Tiffany Dop heeft dus ook de literaire lezer veel te bieden en gaf de jury een "bats veur de kop" zoals het in dit boek vaak wordt gezegd. Als er één boek de kloof tussen populair en literair afgelopen jaar heeft gedicht is het wel dit boek van Tjibbe Veldkamp. '
Dit soort uitspraken maken de 26 juryrapporten van deze prijs boeiend leesgoed.
Ik eindig daarom met een citaat uit het meest recente juryrapport:
' De jury van de 26ste Woutertje Pieterse Prijs kreeg dit jaar opvallend veel boeken onder ogen waarin PROBLEMEN met hoofdletters worden geschreven.
Is dat erg? Nee hoor: literatuur gaat niet over vlot verlopende levens en eenvoudige verwikkelingen. Een probleem is vaak de motor van een goed lopend verhaal. En literatuur mag, nee moet de vinger op pijnlijke plekken leggen: literatuur kan schuren, schrijnen en knerpen. Jeugdliteratuur is daar geen uitzondering op. Veel van de huidige jeugdliteratuur sluit bijna pijnlijk aan bij de actualiteit en gaat over kinderen die worden buitengesloten om hun anders zijn. Ze worden gepest en gaan zich daar soms ook naar gedragen. Of ze proberen zich te conformeren, of slaan op de vlucht.
“Kinderen zijn kwetsbaar spul. Volwassenen zijn gelijmde kinderen”, zei de Vlaamse journalist Johan Anthierens. Kwetsbaar spul waarin barsten, scheuren, butsen en deuken ontstaan, die de rest van het leven door kunnen werken.

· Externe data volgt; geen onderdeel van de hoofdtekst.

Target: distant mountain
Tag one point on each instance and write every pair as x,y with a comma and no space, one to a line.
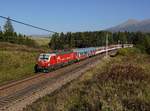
39,36
132,25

De jury las boeken waarin een probleem eendimensionaal wordt neergezet en die snel naar een oplossing toe werken. Dat is niet zo interessant. Boeiender literatuur lazen we van auteurs die durven af te wijken van dat stramien en een gelaagd verhaal componeren met verrassende wendingen. Dat geeft hen de mogelijkheid om te spelen met verwachtingspatronen: er worden nuances aangebracht en zaken omgedraaid. In deze boeken lopen goed en kwaad door elkaar en zit er veel grijs tussen het zwart en wit. '
Het sluit naadloos aan op het allereerste juryrapport. En dat vind ik een compliment.